Renee Zellweger, Hollywood and Why We Get Bent Out of Shape Over Image…
I really like what Amanda Marcotte had to say about the brouhaha regarding Renee Zellweger looking rather unsurprisingly unlike the person she was 10 years ago the other day. She makes a great point about how our culture seems to want a reality that is not only distinctly unreal, but utterly unachievable. One in which looking like you’re perpetually 25 or 30 years old takes no effort at all.
Of course that’s a ridiculous notion. Patton Oswalt has a story he tells on one of his comedy records about going to the premier of Batman Begins in London several years ago. At this point in his career he was still trying to find his place in Hollywood and was concerned that his appearance was hurting his prospects as an actor. At the party after the film was shown there was a huge spread of fantastic food (as there always is a big events filled with rich and influential people) and no one was eating any of it. As Patton relates, of course they weren’t eating, because this is, in fact, how Hollywood actors stay “thin and cut” – by starving themselves constantly.
I read an interview with Robert Downey, Jr. a few years ago where the interviewer had met him for the interview at his house and spent a couple of days talking to him. In the course of those couple of days Downey really didn’t eat any food. The interviewer asked him about it and he shrugged it off by saying he was doing a “cleanse.”
Disordered eating is utterly and completely normal for film and TV stars. You might even say it’s part of the job. Likewise, women over 40 getting plastic surgery so they don’t look like they are over 40 is, as Ms. Marcotte states in her article, basically part of the job. Where this gets us into trouble is that we don’t acknowledge or recognize these facts about celebrities, actors and other people who make their living off of their looks without a whole lot of tying ourselves into knots.
As Ms. Marcotte suggests, had Renee Zellwegger showed up to her event this week looking 10 years younger than she really is but as if no effort had been expended to get that result no one would have commented on it at all. That’s a problem.

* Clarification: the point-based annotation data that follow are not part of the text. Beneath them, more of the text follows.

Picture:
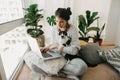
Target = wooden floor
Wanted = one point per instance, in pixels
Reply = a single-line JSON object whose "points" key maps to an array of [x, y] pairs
{"points": [[25, 71]]}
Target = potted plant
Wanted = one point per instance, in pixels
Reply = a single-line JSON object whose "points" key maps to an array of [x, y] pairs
{"points": [[51, 20], [32, 18], [84, 24], [97, 37]]}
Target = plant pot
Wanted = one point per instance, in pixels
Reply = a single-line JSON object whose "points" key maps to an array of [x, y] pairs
{"points": [[84, 39], [98, 41], [41, 40]]}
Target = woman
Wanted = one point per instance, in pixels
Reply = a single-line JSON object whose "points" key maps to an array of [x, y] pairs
{"points": [[75, 66]]}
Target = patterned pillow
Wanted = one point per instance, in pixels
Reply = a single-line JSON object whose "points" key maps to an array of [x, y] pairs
{"points": [[112, 56]]}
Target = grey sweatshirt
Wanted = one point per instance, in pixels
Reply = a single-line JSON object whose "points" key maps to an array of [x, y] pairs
{"points": [[75, 43]]}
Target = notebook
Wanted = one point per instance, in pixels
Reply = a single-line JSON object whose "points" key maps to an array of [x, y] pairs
{"points": [[36, 49]]}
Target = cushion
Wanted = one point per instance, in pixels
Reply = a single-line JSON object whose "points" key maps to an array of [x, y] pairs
{"points": [[112, 56], [82, 42], [89, 54], [52, 66]]}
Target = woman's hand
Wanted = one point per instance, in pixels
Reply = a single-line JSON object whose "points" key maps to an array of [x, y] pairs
{"points": [[50, 47]]}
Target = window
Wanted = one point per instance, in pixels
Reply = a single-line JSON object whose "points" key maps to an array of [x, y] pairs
{"points": [[12, 49], [10, 10]]}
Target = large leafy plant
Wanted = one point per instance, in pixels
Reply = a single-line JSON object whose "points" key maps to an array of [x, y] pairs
{"points": [[99, 32], [51, 20], [84, 23], [32, 17]]}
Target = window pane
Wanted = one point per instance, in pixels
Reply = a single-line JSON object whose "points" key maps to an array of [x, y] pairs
{"points": [[10, 10]]}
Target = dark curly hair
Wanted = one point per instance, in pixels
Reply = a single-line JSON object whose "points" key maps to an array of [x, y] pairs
{"points": [[63, 13]]}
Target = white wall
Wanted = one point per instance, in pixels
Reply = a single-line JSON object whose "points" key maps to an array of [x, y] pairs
{"points": [[102, 6], [112, 29], [78, 7], [10, 25]]}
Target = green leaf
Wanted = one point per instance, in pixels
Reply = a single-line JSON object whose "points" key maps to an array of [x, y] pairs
{"points": [[51, 20], [92, 29]]}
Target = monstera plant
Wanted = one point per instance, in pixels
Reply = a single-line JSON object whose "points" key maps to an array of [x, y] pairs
{"points": [[51, 20], [84, 24], [32, 18]]}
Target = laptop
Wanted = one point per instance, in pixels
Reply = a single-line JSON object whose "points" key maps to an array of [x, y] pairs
{"points": [[52, 54]]}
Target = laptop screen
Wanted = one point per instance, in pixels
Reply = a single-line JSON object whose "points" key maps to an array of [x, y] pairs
{"points": [[34, 45]]}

It’s a problem of the same variety as when someone starts a fitness program and expects to transform their physique the way that Chris Evans or Chris Hemsworth did for their superhero roles as Captain America and Thor respectively in a matter of a few months. It’s a problem because absent the massive effort and support structure those actors had no one is going to be able to replicate that kind of transformation. It’s the same variety of problem if an average person thinks they can drop 30 pounds in a month the way that many actresses do after giving birth. Again, the headline on the cover of People that says, “Kim lost 30 pounds and got her pre-baby body back in 6 weeks, we’ll show you her plan!” inevitably leaves out the part where she worked at it full time, hired a nutritional consultant to plan her meals which were prepared by a private chef and basically had nothing else to do except work on losing that weight.

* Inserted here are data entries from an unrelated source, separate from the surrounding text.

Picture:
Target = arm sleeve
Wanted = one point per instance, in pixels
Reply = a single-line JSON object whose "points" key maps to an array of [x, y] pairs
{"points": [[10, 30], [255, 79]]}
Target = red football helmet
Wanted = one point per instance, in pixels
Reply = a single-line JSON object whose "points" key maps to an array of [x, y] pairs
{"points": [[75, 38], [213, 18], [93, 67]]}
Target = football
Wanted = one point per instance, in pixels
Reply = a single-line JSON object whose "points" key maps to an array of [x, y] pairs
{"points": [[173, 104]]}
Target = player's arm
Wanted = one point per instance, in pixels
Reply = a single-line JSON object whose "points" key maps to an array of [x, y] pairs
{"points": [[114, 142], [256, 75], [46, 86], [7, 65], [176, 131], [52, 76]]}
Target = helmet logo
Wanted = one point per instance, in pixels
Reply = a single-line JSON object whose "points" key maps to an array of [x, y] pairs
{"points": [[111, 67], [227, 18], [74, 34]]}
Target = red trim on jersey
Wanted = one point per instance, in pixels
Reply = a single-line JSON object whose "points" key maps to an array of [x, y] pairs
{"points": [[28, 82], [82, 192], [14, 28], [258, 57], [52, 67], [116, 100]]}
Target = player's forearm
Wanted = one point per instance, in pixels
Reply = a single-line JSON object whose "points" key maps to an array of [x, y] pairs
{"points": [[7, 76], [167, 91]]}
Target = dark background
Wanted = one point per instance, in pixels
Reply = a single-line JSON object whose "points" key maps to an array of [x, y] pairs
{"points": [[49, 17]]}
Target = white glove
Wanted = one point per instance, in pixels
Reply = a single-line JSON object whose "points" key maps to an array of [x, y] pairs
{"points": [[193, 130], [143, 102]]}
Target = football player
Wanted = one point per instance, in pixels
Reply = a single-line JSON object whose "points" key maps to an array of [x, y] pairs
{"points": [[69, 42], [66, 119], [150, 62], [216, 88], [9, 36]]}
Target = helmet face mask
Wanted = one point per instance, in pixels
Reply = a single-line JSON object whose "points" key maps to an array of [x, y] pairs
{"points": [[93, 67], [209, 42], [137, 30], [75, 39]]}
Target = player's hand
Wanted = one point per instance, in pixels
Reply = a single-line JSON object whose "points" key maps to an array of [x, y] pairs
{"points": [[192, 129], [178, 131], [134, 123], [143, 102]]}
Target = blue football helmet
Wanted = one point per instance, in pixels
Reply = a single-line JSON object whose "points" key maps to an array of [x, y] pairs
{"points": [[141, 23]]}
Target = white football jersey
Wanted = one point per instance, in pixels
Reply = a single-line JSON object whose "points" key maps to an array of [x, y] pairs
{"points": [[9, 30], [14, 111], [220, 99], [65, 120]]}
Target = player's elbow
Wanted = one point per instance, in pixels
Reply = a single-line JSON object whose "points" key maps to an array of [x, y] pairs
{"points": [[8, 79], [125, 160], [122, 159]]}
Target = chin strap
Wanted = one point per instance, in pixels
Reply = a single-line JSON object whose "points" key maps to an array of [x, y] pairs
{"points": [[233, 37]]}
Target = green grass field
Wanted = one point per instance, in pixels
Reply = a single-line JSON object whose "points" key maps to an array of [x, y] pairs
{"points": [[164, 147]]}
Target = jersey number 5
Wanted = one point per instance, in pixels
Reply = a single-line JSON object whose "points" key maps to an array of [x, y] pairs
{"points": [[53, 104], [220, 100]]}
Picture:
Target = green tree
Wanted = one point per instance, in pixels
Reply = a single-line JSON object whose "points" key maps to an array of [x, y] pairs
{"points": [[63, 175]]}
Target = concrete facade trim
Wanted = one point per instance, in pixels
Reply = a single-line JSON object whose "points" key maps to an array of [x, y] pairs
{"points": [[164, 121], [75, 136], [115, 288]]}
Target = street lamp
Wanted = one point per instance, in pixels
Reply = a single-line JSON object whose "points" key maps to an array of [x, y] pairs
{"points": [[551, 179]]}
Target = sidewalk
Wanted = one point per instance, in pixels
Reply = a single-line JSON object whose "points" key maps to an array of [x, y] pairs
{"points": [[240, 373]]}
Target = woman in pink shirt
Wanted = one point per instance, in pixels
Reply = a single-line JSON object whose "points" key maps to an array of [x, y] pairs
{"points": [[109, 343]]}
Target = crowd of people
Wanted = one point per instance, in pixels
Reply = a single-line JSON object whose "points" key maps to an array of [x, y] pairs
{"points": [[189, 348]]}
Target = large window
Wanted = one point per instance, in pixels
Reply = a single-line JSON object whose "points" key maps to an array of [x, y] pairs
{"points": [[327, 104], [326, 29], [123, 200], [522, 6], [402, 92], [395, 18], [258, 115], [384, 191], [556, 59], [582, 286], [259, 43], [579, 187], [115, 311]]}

It took me over six years of constant work, tweaking, trial and error to lose 50 pounds and get to a point where that change was a permanent one. I am a bit of a pitbull about things. I don’t quit. But I have known so many people, bombarded by images of “effortless” transformations who throw their hands in the air after six months and do quit. They blame themselves. “I don’t have enough willpower.” “I don’t have the right genes.” “I don’t like exercise.”

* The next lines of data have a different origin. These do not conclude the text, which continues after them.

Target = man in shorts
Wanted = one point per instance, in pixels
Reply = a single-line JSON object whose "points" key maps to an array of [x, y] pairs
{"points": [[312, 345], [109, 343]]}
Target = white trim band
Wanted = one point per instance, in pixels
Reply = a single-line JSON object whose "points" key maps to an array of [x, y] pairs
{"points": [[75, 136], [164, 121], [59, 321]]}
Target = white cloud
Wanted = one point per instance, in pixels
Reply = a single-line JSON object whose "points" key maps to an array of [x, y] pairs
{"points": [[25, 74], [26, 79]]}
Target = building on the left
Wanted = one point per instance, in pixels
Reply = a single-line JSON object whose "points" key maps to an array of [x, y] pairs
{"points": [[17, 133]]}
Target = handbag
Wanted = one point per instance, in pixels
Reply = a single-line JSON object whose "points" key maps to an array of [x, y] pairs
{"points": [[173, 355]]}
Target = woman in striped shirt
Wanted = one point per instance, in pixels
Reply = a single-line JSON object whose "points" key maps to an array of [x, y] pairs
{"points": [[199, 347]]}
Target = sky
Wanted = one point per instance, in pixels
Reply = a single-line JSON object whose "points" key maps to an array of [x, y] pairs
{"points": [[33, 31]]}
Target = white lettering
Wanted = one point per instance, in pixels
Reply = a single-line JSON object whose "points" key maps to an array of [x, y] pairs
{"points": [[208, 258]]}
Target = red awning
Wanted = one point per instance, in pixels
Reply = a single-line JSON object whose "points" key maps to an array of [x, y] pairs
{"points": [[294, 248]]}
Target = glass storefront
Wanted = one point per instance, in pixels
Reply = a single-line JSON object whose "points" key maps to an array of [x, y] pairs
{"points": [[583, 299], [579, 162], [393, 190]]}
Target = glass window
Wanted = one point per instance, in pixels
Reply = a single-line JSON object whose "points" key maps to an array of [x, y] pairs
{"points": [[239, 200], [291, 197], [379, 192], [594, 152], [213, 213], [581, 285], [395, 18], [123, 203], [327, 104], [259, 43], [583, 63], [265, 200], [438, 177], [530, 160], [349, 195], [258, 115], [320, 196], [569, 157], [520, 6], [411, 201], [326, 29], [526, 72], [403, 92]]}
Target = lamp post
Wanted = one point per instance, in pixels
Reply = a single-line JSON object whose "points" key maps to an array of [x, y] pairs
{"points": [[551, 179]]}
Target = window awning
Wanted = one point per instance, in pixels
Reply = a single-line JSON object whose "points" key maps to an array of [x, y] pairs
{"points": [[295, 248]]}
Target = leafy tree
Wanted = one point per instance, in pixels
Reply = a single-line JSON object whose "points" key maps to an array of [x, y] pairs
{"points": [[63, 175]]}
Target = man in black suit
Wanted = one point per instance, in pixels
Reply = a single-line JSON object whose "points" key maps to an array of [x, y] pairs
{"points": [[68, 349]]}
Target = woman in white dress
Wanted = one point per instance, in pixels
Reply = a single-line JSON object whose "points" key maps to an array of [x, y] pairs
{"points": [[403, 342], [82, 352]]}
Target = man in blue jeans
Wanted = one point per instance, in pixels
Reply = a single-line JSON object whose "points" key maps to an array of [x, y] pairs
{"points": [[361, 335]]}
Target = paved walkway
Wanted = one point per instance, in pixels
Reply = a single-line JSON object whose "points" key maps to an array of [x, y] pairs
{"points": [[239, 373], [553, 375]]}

So, there’s a lot going on here. It’s easy to say “don’t compare yourself to movie stars” but that’s silly and rather pointless. Part of the reason we are fascinated and compelled by them is because they do embody an aspiration or ideal. I think it’s more important to understand that being that ideal takes a metric butt-ton of constant work, and that some of these ideals we have set up deserve some examination and thought. Aspiring to be forever youthful looking is probably not a good thing. On some level it asks women in the industry (and to a lesser degree men) to subject themselves to mutilation. Likewise, idealizing a body composition that is only achievable and sustainable via starvation, disordered eating and obsessive exercise isn’t entirely sane.